IVF - managing the risks

Pregnant lady at the doctor's

In 2008, almost a quarter of IVF births were twins or more. A sustained collaborative effort between the fertility clinics, the HFEA, professional bodies and patients groups has reduced this to one in six IVF births. This work must continue in order to meet the target of one in ten.

What is the official guidance?

HFEA licensed clinics are required to have a documented strategy to minimise multiple births. Its purpose is to reduce the annual rate of multiple births resulting from treatments at the clinic.

For patients who are aged 40 or under and using their own embryos no more than two embryos may be transferred in any treatment cycle. For patients who are aged 40 or over and using their own embryos no more than three embryos may be transferred in any treatment cycle except in exceptional circumstances. Refer to the HFEA’s Code of Practice multiple births guidance note for more information.

When implementing their strategy to minimise multiple births, clinics should consider the higher rate of multiple births from blastocyst transfers, in particular, blastocyst transfers resulting from ICSI cycles, and acknowledge that the live-birth rate does not increase with the transfer of three embryos but the risk of an adverse perinatal outcome does increase.

Read the HFEA guidance notes on multiple births

The expert says

“Blastocyst transfer has become more widely used for all age ranges, however, centres should audit their strategy as double blastocyst transfer in those above the age of 37 does result in a high proportion of twin pregnancies”

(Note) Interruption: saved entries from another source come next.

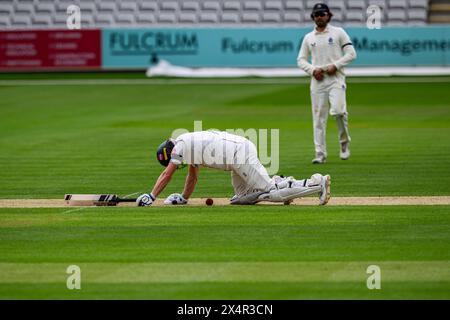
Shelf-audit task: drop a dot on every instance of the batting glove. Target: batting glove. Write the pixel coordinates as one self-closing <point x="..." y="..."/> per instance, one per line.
<point x="175" y="198"/>
<point x="145" y="200"/>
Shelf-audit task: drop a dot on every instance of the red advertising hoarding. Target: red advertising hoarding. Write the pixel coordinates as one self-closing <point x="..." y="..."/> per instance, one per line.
<point x="30" y="50"/>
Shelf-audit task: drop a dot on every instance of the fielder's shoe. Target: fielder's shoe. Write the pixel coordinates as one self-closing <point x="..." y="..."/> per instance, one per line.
<point x="325" y="193"/>
<point x="319" y="159"/>
<point x="345" y="151"/>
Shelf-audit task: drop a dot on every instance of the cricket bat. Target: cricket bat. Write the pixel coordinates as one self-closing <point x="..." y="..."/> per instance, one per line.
<point x="94" y="199"/>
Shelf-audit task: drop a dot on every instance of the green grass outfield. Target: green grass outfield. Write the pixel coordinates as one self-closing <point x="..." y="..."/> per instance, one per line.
<point x="98" y="134"/>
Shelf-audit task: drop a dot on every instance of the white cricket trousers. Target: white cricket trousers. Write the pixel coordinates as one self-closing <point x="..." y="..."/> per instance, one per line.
<point x="332" y="101"/>
<point x="248" y="174"/>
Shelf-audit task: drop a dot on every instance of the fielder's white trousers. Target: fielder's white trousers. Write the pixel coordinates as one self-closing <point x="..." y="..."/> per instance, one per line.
<point x="250" y="176"/>
<point x="330" y="100"/>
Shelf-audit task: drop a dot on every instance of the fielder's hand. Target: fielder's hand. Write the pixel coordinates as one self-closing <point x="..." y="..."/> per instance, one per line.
<point x="175" y="198"/>
<point x="145" y="200"/>
<point x="331" y="69"/>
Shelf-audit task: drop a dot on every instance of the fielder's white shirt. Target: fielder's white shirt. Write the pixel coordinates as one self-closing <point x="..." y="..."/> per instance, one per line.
<point x="214" y="149"/>
<point x="332" y="46"/>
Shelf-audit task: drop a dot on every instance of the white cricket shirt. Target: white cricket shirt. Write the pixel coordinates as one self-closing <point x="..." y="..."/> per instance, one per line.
<point x="332" y="46"/>
<point x="214" y="149"/>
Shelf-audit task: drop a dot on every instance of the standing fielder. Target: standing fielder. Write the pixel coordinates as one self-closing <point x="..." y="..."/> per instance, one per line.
<point x="229" y="152"/>
<point x="331" y="50"/>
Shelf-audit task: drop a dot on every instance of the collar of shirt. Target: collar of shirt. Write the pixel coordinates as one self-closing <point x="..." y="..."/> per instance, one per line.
<point x="327" y="29"/>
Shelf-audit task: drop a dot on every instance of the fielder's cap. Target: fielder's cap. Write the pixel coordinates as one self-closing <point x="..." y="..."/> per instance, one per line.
<point x="320" y="7"/>
<point x="163" y="154"/>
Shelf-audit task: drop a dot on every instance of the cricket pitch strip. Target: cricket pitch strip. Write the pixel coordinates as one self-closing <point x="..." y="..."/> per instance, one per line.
<point x="310" y="201"/>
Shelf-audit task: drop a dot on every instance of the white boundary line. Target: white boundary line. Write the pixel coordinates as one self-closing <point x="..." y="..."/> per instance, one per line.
<point x="171" y="82"/>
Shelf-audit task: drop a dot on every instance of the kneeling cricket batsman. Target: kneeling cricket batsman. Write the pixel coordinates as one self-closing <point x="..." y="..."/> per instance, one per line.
<point x="229" y="152"/>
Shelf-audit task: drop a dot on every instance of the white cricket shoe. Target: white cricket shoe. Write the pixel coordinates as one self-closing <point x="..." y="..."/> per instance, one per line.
<point x="345" y="151"/>
<point x="325" y="193"/>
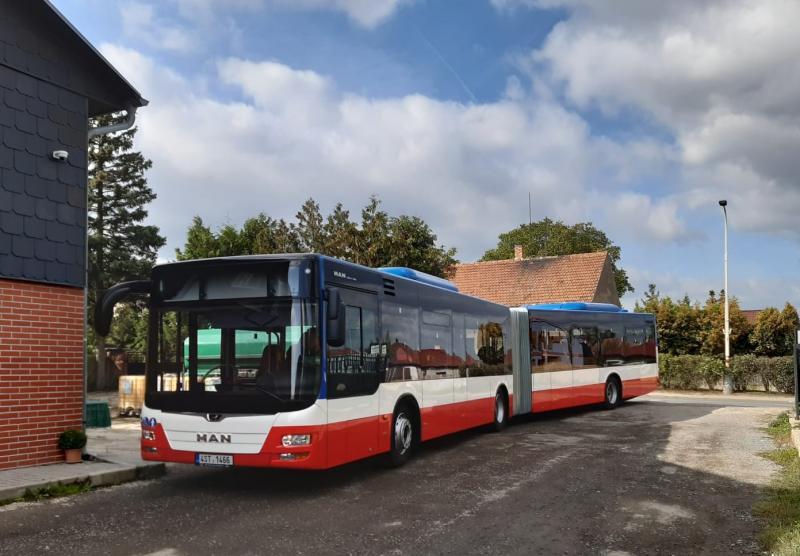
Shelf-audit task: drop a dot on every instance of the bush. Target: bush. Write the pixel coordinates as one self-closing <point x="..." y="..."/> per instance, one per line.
<point x="693" y="372"/>
<point x="72" y="439"/>
<point x="747" y="371"/>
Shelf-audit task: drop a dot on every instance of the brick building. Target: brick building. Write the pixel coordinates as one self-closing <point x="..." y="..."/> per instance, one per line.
<point x="519" y="281"/>
<point x="51" y="82"/>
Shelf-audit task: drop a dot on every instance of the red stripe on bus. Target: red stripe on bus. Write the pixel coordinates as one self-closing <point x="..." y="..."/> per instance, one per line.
<point x="339" y="443"/>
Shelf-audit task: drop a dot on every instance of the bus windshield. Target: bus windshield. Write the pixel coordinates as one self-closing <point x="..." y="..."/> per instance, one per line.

Rachel Cutting, MBE, Principal Embryologist, Jessop Fertility

The latest guidance from professional and patient organisations

Members of the Multiple Births Stakeholder Group have produced a consensus statement on reducing multiple pregnancies following fertility treatments:

The experts say...

"There are far too many multiple pregnancies, with their intrinsic risk for the resulting children…the goal of medically assisted procreation must be a singleton pregnancy."

ESHRE Task Force on Ethics and Law. Ethical issues related to multiple pregnancies in medically assisted procreation Human Reproduction 2003; 18: 1976 – 1979

Rushing through the hospital

Recommended approach

The British Fertility Society (BFS) and the Association of Clinical Embryologists (ACE) have issued professional guidelines on elective single embryo transfer (eSET). The guidance recommends the following approach to balance the risks of multiple pregnancy with the chance of a positive outcome:

  • There should be a continued focus on minimising multiple birth rates from IVF treatment by utilising an effective, dynamic eSET strategy.
  • An effective eSET strategy should include both fresh and subsequent frozen cycles. If eSET with a fresh embryo is unsuccessful, follow-up treatment using cryopreserved (frozen stored) embryos if available, and further single embryo transfer should be offered.
  • Clinics should optimise cryopreservation methodology to ensure good survival rates and live birth rates are maintained throughout a full cycle of treatment.
  • It is essential that centres audit their own policies and practice at least annually with the long-term aim of continually and sustainably reducing their multiple birth rate over time. Audit should focus on ensuring good practice rather than responding to small numbers of multiple births above or below a target rate.

The full publication can be found on the Human Fertility website. All centres should take the full guidance into account when reviewing their multiple birth minimisation strategies.